OK, that's being a bit mean. But it's a fact that in music, you can have crossover releases, you can have cynical releases, and you can have commercial releases. A crossover release (The Prodigy's "The Fat of the Land" is still the best example) is one where the band doesn't compromise their sound one iota, but makes the mainstream come to them. A cynical release (Chase & Status' "No More Idols" probably fits the bill) is one that's still credible, but makes a few compromises in order to maximise selling potential. And a commercial release is one targeted to sell in Tesco.
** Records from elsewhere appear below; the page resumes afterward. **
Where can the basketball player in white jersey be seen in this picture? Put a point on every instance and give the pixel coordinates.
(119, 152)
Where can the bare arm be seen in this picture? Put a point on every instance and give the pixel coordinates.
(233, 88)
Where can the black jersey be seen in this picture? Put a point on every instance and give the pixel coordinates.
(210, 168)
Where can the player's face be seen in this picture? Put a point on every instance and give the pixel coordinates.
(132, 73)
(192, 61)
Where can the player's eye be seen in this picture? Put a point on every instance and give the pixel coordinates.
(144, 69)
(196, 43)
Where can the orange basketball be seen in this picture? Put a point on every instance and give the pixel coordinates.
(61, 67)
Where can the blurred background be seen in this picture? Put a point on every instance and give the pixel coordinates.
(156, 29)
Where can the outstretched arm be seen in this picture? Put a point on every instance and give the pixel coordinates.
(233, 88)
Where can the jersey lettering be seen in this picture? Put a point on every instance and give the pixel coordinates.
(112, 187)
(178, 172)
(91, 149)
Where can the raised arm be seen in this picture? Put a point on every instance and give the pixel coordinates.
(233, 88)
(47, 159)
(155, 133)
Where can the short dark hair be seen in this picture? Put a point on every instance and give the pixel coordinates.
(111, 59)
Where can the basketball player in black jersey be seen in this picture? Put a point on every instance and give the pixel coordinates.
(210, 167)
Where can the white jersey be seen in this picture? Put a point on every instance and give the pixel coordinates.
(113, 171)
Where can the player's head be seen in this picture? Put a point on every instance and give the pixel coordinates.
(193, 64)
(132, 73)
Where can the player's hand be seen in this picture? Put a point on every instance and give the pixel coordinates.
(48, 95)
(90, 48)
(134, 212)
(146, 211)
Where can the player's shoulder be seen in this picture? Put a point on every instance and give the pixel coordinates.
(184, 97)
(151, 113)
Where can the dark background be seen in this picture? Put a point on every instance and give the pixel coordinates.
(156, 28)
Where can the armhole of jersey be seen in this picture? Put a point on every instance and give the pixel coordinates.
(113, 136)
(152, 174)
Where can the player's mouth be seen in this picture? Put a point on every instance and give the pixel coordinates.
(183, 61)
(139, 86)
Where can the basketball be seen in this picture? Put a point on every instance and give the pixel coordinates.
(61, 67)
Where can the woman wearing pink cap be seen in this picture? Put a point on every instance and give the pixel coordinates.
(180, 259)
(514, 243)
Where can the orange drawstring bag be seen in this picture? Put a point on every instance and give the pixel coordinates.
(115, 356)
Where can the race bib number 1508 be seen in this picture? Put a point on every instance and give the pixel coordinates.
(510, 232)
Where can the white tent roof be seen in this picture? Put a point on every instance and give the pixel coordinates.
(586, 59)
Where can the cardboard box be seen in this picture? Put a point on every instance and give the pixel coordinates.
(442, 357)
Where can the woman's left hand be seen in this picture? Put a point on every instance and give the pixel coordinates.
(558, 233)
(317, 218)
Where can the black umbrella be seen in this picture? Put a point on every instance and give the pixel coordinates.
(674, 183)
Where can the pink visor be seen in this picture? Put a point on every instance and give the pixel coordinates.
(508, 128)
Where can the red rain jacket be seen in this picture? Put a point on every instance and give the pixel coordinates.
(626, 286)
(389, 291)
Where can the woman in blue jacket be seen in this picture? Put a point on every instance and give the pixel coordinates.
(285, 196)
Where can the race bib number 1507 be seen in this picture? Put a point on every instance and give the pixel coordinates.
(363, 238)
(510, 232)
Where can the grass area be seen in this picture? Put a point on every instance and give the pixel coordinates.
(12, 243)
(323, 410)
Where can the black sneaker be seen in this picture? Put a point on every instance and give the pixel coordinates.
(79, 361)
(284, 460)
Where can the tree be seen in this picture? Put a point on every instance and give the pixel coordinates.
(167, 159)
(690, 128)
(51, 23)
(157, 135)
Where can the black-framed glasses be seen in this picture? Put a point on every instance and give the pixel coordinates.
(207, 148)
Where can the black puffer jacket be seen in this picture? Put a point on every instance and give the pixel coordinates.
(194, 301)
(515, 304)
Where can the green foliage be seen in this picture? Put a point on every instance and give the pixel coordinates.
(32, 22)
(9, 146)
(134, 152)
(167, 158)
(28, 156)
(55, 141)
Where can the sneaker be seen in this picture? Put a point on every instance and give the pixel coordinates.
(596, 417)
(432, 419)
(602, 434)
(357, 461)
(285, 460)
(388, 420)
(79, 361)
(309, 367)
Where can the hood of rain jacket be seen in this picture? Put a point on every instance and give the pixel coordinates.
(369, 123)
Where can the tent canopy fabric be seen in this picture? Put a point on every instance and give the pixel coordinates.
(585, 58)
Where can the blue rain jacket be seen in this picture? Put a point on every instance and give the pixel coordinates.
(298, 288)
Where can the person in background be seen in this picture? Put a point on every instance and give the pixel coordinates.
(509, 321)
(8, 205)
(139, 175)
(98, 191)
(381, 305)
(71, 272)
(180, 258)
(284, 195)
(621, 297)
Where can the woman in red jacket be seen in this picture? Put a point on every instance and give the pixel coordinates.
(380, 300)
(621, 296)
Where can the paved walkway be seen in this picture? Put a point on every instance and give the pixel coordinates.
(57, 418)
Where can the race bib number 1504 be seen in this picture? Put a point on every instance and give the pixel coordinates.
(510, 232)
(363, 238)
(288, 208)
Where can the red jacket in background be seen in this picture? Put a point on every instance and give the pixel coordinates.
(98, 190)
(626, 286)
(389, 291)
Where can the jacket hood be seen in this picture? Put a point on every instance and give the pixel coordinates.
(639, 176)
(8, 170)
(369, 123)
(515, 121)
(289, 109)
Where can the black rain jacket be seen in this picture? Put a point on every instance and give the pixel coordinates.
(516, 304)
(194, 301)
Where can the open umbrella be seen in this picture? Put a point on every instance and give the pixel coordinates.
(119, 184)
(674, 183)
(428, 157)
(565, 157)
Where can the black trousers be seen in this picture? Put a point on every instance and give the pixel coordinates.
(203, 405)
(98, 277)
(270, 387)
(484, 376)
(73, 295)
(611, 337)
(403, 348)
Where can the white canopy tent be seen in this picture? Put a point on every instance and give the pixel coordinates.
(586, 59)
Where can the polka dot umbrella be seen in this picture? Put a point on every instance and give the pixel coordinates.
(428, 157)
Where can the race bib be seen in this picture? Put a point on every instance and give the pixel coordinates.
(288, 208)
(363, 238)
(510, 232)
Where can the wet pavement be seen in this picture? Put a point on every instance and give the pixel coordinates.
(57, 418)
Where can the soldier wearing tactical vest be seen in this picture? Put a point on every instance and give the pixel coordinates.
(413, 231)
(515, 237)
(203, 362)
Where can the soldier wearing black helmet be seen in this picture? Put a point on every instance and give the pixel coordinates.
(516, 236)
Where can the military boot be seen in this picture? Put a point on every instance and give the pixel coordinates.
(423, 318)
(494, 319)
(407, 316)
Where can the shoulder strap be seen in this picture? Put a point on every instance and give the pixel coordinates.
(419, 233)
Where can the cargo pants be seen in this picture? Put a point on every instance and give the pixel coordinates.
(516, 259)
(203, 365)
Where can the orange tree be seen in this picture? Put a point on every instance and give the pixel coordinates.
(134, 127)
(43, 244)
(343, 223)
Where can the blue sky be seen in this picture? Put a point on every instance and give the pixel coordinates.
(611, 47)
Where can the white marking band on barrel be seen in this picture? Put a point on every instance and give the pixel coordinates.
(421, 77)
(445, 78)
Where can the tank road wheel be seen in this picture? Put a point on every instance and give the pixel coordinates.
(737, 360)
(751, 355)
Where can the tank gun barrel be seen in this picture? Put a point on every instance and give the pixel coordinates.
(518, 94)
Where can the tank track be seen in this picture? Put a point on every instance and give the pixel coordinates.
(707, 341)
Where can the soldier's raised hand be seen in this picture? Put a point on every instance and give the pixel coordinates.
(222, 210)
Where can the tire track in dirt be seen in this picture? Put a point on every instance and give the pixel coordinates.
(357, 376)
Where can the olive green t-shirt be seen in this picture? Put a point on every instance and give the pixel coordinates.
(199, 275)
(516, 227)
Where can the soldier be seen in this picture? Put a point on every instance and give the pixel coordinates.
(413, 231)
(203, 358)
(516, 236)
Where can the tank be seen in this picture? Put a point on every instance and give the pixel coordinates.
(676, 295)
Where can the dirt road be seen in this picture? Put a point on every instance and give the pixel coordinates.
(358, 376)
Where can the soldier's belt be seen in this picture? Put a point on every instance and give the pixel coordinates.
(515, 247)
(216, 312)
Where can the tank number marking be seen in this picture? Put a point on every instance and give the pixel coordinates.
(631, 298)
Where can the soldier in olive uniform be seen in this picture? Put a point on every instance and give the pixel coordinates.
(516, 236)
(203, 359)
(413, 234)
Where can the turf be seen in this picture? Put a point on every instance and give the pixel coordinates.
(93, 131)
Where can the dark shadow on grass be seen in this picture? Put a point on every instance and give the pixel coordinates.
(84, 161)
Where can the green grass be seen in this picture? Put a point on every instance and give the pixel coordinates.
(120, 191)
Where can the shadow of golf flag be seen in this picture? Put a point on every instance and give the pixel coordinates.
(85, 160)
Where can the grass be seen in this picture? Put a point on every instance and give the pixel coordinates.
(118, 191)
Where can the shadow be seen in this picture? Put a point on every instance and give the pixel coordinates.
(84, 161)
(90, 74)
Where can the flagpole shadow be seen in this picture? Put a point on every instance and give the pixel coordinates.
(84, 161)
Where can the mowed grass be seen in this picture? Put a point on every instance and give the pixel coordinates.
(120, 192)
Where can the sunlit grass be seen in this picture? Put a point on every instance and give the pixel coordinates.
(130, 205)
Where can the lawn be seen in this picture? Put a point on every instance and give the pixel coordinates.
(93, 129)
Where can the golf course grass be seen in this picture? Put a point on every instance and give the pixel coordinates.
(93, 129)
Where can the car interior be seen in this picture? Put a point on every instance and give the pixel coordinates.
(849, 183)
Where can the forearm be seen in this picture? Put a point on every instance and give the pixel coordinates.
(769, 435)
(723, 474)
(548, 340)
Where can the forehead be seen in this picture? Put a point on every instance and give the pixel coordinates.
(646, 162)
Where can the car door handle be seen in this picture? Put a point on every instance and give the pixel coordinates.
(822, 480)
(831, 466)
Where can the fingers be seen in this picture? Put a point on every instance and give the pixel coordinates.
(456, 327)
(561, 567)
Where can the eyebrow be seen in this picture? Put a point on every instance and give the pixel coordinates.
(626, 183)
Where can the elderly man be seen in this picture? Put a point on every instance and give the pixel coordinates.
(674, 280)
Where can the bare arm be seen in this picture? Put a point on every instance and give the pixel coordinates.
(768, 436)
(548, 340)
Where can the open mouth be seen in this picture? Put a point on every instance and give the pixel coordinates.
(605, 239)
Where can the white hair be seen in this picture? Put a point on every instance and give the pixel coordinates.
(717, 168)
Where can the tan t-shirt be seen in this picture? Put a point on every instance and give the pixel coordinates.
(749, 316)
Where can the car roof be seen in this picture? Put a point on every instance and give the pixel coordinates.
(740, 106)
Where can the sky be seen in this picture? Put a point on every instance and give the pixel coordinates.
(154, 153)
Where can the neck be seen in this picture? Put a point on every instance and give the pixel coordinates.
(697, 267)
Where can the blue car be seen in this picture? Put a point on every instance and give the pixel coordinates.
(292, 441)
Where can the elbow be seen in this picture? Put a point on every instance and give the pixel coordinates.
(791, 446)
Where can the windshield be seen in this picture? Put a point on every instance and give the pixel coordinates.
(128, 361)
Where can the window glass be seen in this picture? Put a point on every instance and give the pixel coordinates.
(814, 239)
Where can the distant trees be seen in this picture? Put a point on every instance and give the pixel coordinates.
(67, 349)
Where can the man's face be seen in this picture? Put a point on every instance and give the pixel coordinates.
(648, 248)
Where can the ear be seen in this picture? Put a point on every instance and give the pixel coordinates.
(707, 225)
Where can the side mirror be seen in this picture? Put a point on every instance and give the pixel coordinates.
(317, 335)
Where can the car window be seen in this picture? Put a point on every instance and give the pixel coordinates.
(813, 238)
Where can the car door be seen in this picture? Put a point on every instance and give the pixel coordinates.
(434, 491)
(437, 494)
"Nextlevelism" comes perilously close to the third. Fresh will insist it's about bringing music to the masses (and does on the album notes) but he does so by appealing to the lowest common denominator. So we get Skrillex-y flourishes, dubstep baselines, and more vocal hooks than an opera. The tracks are also very limited in terms of structure and get pretty repetitive after a couple of listens. Of the guest vocalists, Sian Evans, Rizzle Kicks, Liam Bailey and Juliette Lewis stand out; Dizzee Rascal's contribution is eerily similar to his work for Calvin Harris.
"Nextlevelism" can be judged a success if people buy it, and then go on to buy other (and better) albums in the same genre. If you've never bought a Dn'B album before, this is not a bad place to start for a soft introduction. If you already own a few, don't bother.